いま日本を代表する女性アイドルグループに目を向けてみると意外にも「選抜制度」というシステムをとるグループは減少傾向にある。AKB48の代名詞である選抜総選挙も2018年の開催から2年連続で行なわれておらず、今後も行なわれるかは分からない状況。そもそもアイドルにとって選抜制度って必要なのか? 様々な女性アイドルグループを例に出し、徹底的に考えてみよう。
アイドルにおける選抜制度とは何か? それを論じるにあたって、まずは簡単にグループアイドルの歴史を振り返りたい。そもそもアイドルはひとりの活動が基本で、多くても2、3人。それを大きく変えたのは1985年に誕生したおニャン子クラブ。放課後のクラブ活動のような体裁をとり10数人で活動し、人気アイドルグループとなった。
その後、東京パフォーマンスドールや桜っ子クラブなど複数名で活動するグループが次々と生まれ、一大ムーブメントを巻き起こしたのが1997年に誕生したモーニング娘。だ。10数人のグループであれば、全員で一緒に活動できる。ポジション争いはあっても、グループに加入さえできれば、大きな差が生じることはない。 ではそれ以上に増えたらどうなるのか?
選抜制度はメンバーが切磋琢磨し、個々の成長が促される一方で、メンバー同士の関係がギスギスしてしまう。選抜と非選抜の格差が大きくなるなどのデメリットもある。以前に指原莉乃は「選抜制度は箱推しが減る」とコメントしていた。確かにメンバー同士がバチバチして、仲のよくないグループは応援しづらい。
ずっと選抜制度を取ってきたAKB48グループだが、昨年、NGT48がリリースした『シャーベットピンク』は30名全員が、今年2月にSKE48がリリースする『恋落ちフラグ』は69名全員が参加するシングルとなった。NGT48は騒動以来初のシングル。SKE48はデビューよりセンターを務めた松井珠理奈の卒業シングル。グループにとって転換点となる大事な時期、個々の力を結集するために全員選抜という形をとっていると思われる。

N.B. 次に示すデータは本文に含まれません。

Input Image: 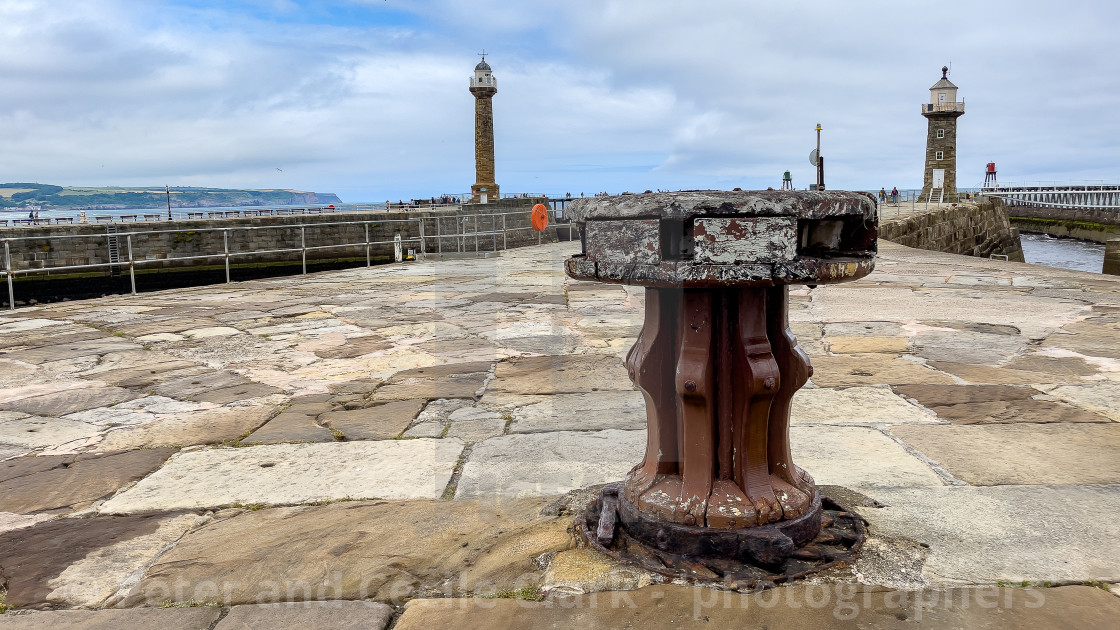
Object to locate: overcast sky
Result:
[0,0,1120,202]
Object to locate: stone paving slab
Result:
[99,439,463,513]
[890,423,1120,485]
[859,485,1120,585]
[930,361,1057,385]
[0,515,197,608]
[0,327,110,349]
[370,372,488,401]
[394,584,1120,630]
[92,404,277,451]
[190,382,283,405]
[214,601,394,630]
[487,354,634,395]
[913,331,1027,365]
[0,387,138,417]
[0,448,175,513]
[508,391,645,433]
[4,337,141,364]
[790,387,937,425]
[1046,382,1120,421]
[122,498,575,606]
[455,429,645,499]
[83,359,209,389]
[0,416,101,450]
[812,354,953,387]
[152,371,250,398]
[788,425,944,489]
[319,399,424,439]
[0,606,222,630]
[241,410,335,444]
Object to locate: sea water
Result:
[1019,232,1104,274]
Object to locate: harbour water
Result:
[1019,232,1104,274]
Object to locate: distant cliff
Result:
[0,183,343,211]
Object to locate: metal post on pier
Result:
[124,234,137,295]
[3,240,16,311]
[222,229,230,285]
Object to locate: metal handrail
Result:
[0,212,554,311]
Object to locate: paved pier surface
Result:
[0,238,1120,630]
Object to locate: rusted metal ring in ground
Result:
[576,483,867,590]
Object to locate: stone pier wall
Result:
[0,200,556,272]
[879,201,1023,262]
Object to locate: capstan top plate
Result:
[566,191,876,223]
[566,191,878,288]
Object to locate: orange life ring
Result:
[531,203,549,232]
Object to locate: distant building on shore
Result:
[922,66,964,201]
[470,53,502,203]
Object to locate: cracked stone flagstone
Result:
[99,438,463,515]
[455,429,645,499]
[890,423,1120,485]
[0,448,175,513]
[122,498,575,605]
[790,387,937,425]
[790,425,944,488]
[859,485,1120,585]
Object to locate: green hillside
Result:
[0,182,342,210]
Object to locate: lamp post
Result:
[816,122,824,191]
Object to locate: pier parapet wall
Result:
[879,201,1024,262]
[0,200,556,274]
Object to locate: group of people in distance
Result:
[879,186,898,204]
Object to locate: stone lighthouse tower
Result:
[470,53,502,203]
[922,66,964,202]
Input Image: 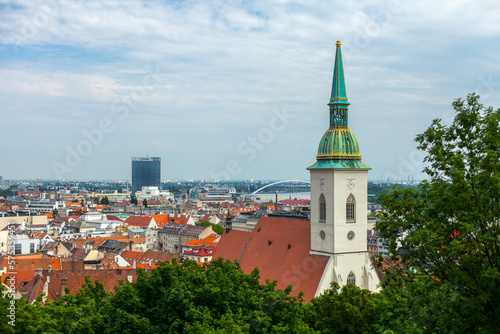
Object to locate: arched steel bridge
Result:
[251,180,311,195]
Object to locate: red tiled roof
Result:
[125,216,153,227]
[213,230,252,261]
[19,275,46,303]
[121,250,143,262]
[278,199,311,205]
[184,247,217,256]
[106,215,123,222]
[138,250,179,263]
[0,254,62,271]
[1,269,35,291]
[214,217,329,301]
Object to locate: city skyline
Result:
[0,1,500,180]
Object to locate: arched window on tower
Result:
[345,194,356,223]
[319,194,326,223]
[347,271,356,284]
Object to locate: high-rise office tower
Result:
[132,156,161,195]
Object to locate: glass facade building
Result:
[132,157,161,195]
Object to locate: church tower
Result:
[307,41,374,290]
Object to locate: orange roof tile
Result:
[214,217,329,301]
[214,230,252,261]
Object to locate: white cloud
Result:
[0,0,500,178]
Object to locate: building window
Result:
[347,271,356,284]
[345,194,356,223]
[319,194,326,223]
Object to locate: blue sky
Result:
[0,0,500,180]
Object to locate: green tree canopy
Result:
[377,94,500,331]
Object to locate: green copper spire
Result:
[328,41,349,126]
[307,41,370,169]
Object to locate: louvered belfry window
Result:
[345,194,356,223]
[319,194,326,223]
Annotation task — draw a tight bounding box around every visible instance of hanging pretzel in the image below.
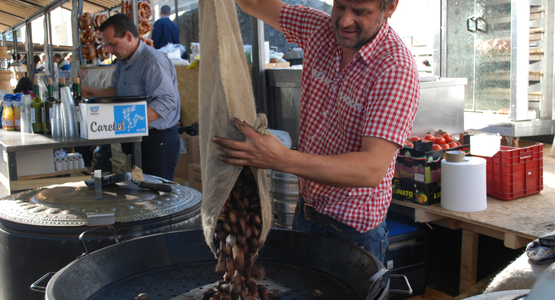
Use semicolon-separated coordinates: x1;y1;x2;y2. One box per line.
79;27;94;44
82;43;95;60
141;38;154;48
139;22;152;36
93;13;108;29
79;13;92;30
94;29;104;45
96;45;110;60
139;1;152;22
121;0;133;19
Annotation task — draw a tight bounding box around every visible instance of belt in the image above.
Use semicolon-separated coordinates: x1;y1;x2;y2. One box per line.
300;197;343;232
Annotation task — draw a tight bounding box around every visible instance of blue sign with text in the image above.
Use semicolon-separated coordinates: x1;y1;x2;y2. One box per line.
114;104;148;134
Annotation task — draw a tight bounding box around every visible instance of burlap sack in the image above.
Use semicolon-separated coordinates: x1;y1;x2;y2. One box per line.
199;0;272;253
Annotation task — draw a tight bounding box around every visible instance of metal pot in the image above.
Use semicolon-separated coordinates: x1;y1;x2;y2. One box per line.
39;229;410;300
0;175;201;300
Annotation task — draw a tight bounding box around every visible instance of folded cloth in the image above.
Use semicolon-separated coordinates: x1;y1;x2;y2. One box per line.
526;231;555;265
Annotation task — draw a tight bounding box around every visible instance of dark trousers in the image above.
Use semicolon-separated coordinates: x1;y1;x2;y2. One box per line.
293;197;389;263
121;126;179;180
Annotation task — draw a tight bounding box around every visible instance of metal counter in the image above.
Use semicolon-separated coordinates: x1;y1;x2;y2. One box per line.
266;66;467;147
0;130;142;196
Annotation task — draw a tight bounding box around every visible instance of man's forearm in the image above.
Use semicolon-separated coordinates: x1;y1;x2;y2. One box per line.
281;150;392;187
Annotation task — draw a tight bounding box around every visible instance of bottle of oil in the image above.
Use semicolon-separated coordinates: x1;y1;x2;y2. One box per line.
12;94;23;131
2;101;14;131
73;77;83;136
44;78;56;134
31;78;44;133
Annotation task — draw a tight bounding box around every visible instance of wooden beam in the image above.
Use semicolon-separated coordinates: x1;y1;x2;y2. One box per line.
459;229;479;293
503;232;532;249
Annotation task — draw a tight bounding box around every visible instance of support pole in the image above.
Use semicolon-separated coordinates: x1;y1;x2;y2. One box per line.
43;11;58;87
174;0;179;28
25;21;35;82
251;17;268;114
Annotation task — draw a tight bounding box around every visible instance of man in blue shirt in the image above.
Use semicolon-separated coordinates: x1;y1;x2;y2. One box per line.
81;14;181;180
152;5;179;49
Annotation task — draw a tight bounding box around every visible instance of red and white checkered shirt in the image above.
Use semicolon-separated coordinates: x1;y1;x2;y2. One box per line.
280;4;420;232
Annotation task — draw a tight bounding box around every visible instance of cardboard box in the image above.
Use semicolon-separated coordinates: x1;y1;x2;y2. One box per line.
392;177;441;205
189;163;202;193
79;101;148;140
174;133;200;180
15;149;56;176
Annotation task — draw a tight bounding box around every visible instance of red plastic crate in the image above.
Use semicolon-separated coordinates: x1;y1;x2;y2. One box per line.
480;143;543;200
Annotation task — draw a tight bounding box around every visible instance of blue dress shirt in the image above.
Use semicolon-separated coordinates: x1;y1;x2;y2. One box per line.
112;40;181;130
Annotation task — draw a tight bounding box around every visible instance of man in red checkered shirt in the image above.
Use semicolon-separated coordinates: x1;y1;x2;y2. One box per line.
213;0;420;262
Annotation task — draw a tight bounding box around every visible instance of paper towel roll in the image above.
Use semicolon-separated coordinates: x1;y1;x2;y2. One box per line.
441;156;488;212
54;157;62;171
54;150;67;158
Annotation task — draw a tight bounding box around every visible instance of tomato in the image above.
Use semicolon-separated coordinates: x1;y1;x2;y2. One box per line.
443;133;453;143
448;142;459;148
434;136;445;145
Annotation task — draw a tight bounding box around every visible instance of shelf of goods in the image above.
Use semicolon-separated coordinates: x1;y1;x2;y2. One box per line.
0;130;142;197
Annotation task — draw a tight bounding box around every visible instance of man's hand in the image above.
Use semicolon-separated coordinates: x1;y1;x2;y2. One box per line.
81;85;98;98
212;119;293;170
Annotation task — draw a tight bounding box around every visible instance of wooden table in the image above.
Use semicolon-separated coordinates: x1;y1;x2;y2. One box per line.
390;144;555;292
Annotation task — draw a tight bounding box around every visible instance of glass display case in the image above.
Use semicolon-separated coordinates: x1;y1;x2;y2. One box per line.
441;0;555;137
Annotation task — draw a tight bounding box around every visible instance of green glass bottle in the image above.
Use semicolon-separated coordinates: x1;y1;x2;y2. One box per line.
44;78;56;134
31;78;44;133
73;77;83;103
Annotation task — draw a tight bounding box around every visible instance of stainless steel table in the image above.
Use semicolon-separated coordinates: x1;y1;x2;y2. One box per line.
0;130;142;196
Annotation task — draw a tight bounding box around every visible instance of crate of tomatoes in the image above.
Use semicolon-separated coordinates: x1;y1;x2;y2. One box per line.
393;131;470;205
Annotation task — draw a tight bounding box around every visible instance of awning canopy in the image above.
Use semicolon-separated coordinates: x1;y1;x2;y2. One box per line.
0;0;121;33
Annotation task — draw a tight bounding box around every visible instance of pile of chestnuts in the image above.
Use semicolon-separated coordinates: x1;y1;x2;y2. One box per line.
207;167;281;300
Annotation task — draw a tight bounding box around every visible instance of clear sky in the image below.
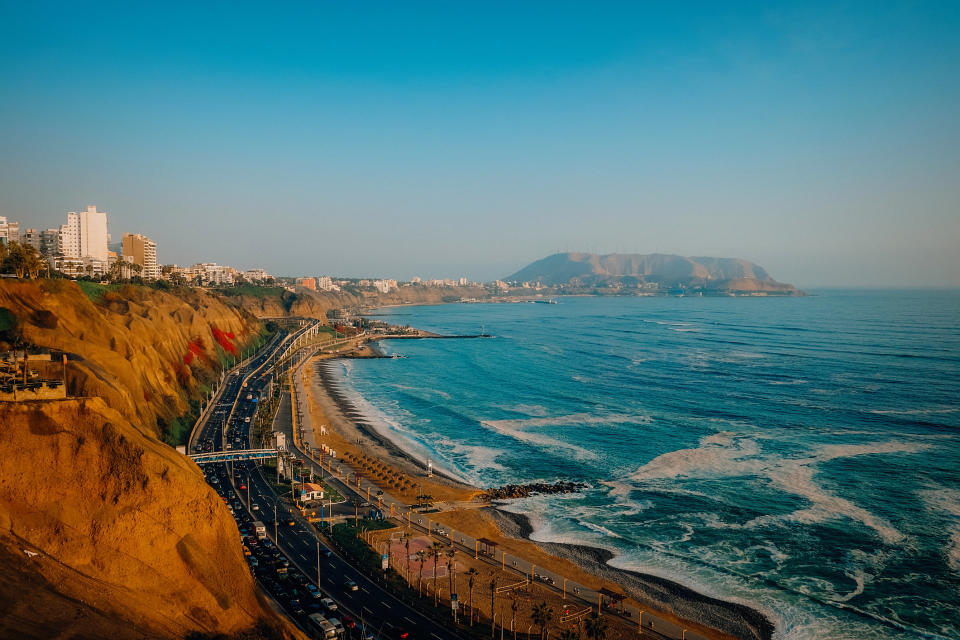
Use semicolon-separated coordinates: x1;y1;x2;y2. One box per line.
0;0;960;287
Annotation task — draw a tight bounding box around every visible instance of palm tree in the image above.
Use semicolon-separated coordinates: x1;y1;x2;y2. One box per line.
530;601;553;638
417;549;427;595
586;613;607;640
444;546;457;598
490;576;503;638
467;567;480;627
430;542;443;606
403;533;411;582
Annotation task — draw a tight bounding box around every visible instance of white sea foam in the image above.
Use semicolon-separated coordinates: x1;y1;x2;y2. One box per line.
480;420;598;460
920;489;960;572
500;404;550;417
630;431;930;544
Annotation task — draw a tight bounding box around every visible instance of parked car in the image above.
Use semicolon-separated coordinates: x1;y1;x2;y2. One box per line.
320;598;337;613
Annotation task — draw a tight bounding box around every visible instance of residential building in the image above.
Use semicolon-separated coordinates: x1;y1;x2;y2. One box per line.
297;278;317;291
80;205;110;262
122;233;160;280
57;211;80;259
40;229;60;261
20;228;41;253
242;269;273;282
300;482;323;502
0;216;20;244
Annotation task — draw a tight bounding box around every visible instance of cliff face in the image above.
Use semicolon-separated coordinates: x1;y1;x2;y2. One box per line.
0;398;287;639
0;280;299;639
0;279;261;440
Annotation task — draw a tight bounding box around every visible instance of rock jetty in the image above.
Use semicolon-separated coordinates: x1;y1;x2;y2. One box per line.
478;481;587;502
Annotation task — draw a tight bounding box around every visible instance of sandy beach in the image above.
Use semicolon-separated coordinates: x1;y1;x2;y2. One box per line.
302;345;773;640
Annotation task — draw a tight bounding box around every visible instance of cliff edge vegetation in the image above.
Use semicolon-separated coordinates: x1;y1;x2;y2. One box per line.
0;279;302;640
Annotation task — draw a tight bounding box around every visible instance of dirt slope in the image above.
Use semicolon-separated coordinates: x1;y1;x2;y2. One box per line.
0;398;296;638
0;280;261;437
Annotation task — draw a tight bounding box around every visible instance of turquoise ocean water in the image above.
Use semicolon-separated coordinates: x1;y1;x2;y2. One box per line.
326;291;960;639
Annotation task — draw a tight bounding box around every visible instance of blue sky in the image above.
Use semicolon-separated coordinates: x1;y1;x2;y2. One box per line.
0;0;960;286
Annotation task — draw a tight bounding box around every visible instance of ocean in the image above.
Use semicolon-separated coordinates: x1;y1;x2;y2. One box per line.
324;290;960;640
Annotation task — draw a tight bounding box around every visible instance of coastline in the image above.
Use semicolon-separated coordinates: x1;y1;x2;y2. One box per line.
304;344;774;640
493;508;774;640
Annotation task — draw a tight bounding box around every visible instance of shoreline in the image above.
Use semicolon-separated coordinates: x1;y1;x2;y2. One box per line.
305;345;774;640
493;505;774;640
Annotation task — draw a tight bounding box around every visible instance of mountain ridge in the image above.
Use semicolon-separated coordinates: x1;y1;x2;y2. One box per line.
505;253;801;295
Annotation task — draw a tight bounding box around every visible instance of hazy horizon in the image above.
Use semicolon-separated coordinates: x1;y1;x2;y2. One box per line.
0;2;960;288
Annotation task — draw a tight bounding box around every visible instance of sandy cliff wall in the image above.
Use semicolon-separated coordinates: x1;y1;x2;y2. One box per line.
0;280;262;437
0;399;296;639
0;280;299;639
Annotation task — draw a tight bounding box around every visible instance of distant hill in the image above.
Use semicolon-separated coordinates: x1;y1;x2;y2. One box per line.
504;253;800;295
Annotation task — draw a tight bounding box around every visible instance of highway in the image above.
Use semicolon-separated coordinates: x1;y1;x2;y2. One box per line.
190;325;456;640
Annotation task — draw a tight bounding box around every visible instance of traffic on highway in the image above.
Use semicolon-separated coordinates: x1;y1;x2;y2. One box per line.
190;325;456;640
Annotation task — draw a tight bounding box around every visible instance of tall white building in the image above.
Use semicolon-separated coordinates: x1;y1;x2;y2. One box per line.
121;233;160;280
80;205;110;262
57;211;81;259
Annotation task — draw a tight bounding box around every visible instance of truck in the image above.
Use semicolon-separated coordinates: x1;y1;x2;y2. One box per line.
307;613;337;639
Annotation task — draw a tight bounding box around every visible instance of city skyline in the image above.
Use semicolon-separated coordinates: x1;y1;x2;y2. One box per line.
0;3;960;287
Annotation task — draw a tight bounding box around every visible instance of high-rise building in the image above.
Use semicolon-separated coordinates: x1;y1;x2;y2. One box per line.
122;233;160;280
20;228;41;253
57;211;81;259
0;216;20;244
80;205;110;262
40;229;60;260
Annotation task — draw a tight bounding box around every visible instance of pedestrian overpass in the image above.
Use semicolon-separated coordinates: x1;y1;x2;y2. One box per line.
188;449;277;464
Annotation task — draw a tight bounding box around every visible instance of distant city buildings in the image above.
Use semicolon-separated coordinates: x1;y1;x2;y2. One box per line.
296;278;317;291
121;233;160;280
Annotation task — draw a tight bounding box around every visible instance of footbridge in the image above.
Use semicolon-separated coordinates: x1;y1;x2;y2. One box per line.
189;449;277;464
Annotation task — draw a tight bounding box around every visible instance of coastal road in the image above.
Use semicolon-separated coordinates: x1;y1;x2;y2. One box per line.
193;322;456;640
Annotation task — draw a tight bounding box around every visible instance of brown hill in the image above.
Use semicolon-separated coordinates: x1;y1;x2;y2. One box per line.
505;253;795;293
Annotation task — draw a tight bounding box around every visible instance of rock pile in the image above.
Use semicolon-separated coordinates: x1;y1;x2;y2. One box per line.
479;481;587;502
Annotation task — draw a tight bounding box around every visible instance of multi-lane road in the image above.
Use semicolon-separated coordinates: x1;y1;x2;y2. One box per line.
190;325;457;640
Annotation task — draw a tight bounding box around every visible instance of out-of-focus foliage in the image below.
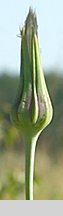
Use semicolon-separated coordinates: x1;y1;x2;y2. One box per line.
0;72;63;154
0;69;63;200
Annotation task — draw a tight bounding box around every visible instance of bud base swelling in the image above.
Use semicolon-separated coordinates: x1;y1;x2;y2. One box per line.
12;8;53;200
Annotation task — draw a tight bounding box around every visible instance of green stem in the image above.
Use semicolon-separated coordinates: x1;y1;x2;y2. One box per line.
25;135;37;200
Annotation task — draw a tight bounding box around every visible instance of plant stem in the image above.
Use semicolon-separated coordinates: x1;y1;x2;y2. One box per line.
25;137;37;200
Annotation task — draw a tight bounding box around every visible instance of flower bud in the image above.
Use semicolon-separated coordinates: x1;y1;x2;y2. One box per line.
13;9;52;137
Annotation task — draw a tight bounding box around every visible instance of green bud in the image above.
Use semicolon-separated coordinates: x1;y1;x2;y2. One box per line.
12;9;53;200
13;9;53;137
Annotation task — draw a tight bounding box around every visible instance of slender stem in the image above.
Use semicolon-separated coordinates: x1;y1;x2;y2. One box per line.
25;137;37;200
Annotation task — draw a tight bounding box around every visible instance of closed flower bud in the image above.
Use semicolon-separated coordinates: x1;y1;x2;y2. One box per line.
13;9;52;137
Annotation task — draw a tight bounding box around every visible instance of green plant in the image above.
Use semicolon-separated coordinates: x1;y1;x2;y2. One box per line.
12;8;53;200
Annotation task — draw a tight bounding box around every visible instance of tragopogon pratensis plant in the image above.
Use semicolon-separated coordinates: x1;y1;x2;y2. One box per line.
12;8;53;200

アイドルの選抜制度について、シングル曲を軸に考えてみたが、ほかにもテレビ番組に選ばれるメンバー、取材に選ばれるメンバーなど、グループアイドルは常に選ばれるものだ。言うならファンも推しメンを選んでいる。選ばれるには選ぶ側が思わず目を引くような光るものがなくてはいけない、それはもとから持っているものかもしれないし、自分で新たに見付けるものかもしれない。選ばれるために努力を惜しまないアイドルたちに幸多かれ!